Ticket 5817

Summary:	Explore slurmdbd designs to avoid memory usage peaks due to overly-aggressive queries
Product:	Slurm	Reporter:	Alejandro Sanchez <alex>
Component:	slurmdbd	Assignee:	Unassigned Developer <dev-unassigned>
Status:	OPEN ---	QA Contact:
Severity:	5 - Enhancement
Priority:	---	CC:	cheung.nevin, csc-slurm-tickets, marshall
Version:	19.05.x
Hardware:	Linux
OS:	Linux
See Also:	https://bugs.schedmd.com/show_bug.cgi?id=7317 https://bugs.schedmd.com/show_bug.cgi?id=9453 https://bugs.schedmd.com/show_bug.cgi?id=19051
Site:	SchedMD	Slinky Site:	---
Alineos Sites:	---	Atos/Eviden Sites:	---
Confidential Site:	---	Coreweave sites:	---
Cray Sites:	---	DS9 clusters:	---
Google sites:	---	HPCnow Sites:	---
HPE Sites:	---	IBM Sites:	---
NOAA SIte:	---	NoveTech Sites:	---
Nvidia HWinf-CS Sites:	---	OCF Sites:	---
Recursion Pharma Sites:	---	SFW Sites:	---
SNIC sites:	---	Tzag Elita Sites:	---
Linux Distro:	---	Machine Name:
CLE Version:		Version Fixed:
Target Release:	---	DevPrio:	---
Emory-Cloud Sites:	---

Description Alejandro Sanchez 2018-10-05 06:06:46 MDT

As tracked in bug 5632, overly-aggressive queries (i.e. using sacct on large job/step tables and retrieving huge amounts of records) can lead to slurmdbd memory usage grow up to ~80GiB, potentially triggering oom-killer depending on node available memory and system limits.

While MaxQueryTimeRange and/or REASONABLE_BUF_SIZE (currently 3GiB) can alleviate the response size back to the requesting client, the previous step where slurmdbd queries the underlying storage database for huge amounts of data can trigger the memory usage peak.

This bug is intended to explore ideas / architectural changes to avoid increasing slurmdbd memory usage for this scenario.

Suggestions so far:

1. mysql_query() API function doesn't accept a maximum return size as a parameter. Discarded.

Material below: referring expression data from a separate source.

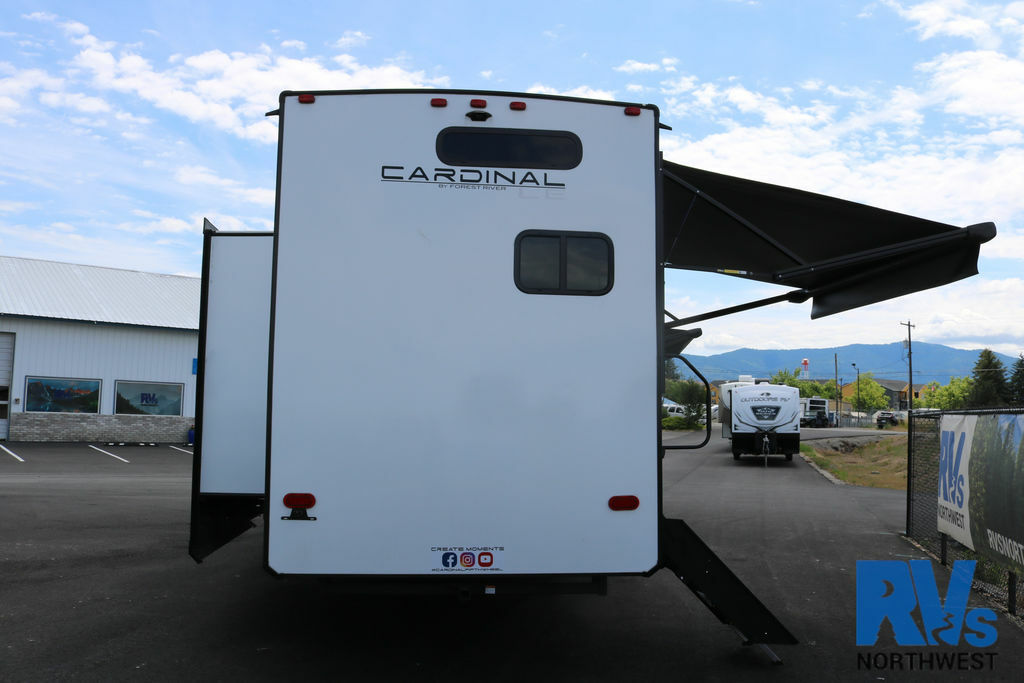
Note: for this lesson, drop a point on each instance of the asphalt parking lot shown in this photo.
(96, 585)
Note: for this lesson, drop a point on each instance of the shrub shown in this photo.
(675, 423)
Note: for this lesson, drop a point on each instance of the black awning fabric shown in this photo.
(843, 254)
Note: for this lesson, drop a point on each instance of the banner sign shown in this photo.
(53, 394)
(147, 398)
(954, 491)
(981, 484)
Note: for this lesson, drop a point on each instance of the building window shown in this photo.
(147, 397)
(563, 262)
(52, 394)
(510, 147)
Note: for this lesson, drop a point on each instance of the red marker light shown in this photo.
(303, 501)
(617, 503)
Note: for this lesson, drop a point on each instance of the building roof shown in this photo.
(67, 291)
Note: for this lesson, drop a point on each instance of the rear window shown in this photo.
(510, 147)
(563, 262)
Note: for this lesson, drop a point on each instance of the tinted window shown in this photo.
(539, 262)
(563, 262)
(587, 263)
(509, 147)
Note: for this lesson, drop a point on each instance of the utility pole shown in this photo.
(839, 394)
(858, 391)
(909, 426)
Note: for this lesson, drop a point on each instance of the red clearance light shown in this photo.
(624, 503)
(303, 501)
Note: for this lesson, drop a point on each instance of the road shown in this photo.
(96, 585)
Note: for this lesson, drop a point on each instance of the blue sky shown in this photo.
(125, 123)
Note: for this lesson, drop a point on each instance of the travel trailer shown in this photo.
(765, 420)
(497, 256)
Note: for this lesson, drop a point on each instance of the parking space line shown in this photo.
(107, 454)
(11, 454)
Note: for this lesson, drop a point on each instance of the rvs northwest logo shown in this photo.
(905, 595)
(470, 177)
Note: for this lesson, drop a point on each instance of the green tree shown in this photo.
(869, 395)
(690, 395)
(671, 369)
(1016, 384)
(989, 381)
(953, 396)
(785, 377)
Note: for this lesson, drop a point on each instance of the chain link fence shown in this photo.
(922, 517)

2. The LIMIT clause can be used to constrain the number of rows returned by the SELECT statement. We could make some math (I've seen this in another bug) to estimate the size of a job/step row, then divide 3GiB by such size to set LIMIT and append it to the query used for sacct, although that would impact whatever calling jobacct_storage_p_get_jobs_cond.

3. Instead of receiving all data and once finished, check MaxQueryTimeRange/3GiB as soon as we have rows available in slurmdbd and start packing them in a consumer/producer fashion. Not sure if feasible at all.

4. Make a procedure and then use CALL to retrieve jobs in chunks (different result sets).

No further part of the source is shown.